The Special Olympics’ regional powerlifting invitational was held recently at Seattle’s Washington Athletic Club. The state powerlifting competition is at Joint Base Lewis-McChord in Pierce County on June 3 and 4 and is a qualifier for next summer’s Special Olympics USA Games in Seattle.
“These are the guys who didn’t get picked,” says Alan Rose, head coach of the Tumwater Valley Power Dragons, referring to pickup games on most playfields when teams are chosen.
That may be because of their intellectual disabilities. But in the Special Olympics, these athletes, young and old, have found a place to compete, succeed, gain social skills and feel included, thanks to the organization begun in 1968 by Eunice Kennedy Shriver, sister of President John F. Kennedy.

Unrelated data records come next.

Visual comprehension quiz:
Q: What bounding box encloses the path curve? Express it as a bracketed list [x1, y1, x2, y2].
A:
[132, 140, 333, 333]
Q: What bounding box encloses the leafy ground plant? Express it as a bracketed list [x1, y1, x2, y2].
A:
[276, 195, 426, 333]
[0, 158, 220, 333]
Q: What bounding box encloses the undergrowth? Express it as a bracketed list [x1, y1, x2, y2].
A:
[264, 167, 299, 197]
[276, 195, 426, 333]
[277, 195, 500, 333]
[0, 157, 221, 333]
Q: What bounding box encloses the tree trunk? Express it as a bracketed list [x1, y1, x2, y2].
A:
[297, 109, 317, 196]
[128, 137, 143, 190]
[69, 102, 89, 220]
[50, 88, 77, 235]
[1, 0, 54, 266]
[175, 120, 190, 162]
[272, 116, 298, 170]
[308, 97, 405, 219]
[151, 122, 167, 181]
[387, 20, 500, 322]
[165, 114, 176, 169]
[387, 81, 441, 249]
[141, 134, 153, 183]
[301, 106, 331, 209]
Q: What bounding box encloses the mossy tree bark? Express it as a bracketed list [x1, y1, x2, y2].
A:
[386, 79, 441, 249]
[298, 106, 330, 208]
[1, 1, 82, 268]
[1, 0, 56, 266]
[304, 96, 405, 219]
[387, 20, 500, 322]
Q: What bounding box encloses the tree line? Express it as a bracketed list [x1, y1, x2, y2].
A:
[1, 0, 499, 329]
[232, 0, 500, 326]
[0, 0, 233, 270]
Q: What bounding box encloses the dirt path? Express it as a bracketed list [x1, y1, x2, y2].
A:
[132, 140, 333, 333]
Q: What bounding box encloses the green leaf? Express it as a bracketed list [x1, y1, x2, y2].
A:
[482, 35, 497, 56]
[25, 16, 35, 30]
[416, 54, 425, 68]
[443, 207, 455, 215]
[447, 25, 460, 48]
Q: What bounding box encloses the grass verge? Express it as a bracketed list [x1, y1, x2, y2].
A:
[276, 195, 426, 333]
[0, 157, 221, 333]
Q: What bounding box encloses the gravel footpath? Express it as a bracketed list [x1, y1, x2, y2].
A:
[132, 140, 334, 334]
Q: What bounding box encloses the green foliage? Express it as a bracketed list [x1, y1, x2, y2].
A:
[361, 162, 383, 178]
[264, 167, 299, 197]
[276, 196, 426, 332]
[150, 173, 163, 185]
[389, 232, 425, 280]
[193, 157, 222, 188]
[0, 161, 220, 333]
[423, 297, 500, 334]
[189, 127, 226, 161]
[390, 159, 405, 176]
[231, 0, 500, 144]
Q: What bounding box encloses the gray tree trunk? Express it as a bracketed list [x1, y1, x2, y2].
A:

At the Washington state regional powerlifting invitational for the organization, more than four dozen athletes are warming up for the state competition. They use a gym in Seattle’s Washington Athletic Club.
Morgan Kenske stands 4 feet 9 and weighs 110 pounds. She has Down syndrome and wants to be a bodybuilder.
She has a towel draped over her head like a boxer in a corner before taking on an opponent.
Her coach, Hannah Thayer, of the Federal Way Thunder Lifters, whispers to her.
“I wished her luck. She’s strong. I tell her to breathe.”
Kenske approaches the bar, which alone weighs 45 pounds, placing her hands on it just right.
She spreads her feet, tilts back a bit, steps back, bends her knees to the squat position and powers up a total of 85 pounds, locking her legs.
Kenske has lifted more than her weight, and about the squat says, “They’re easy.”
Her father, Gary Kenske, says, “She does it to stay fit. Morgan has dedication.”
On the Tumwater Valley team, it’s hard to miss Sam Greatwood when he’s competing.
With a room-filling bellow, he attacks the weights.
“It’s my second effort,” he says of his scream, which helps him power the weight back up.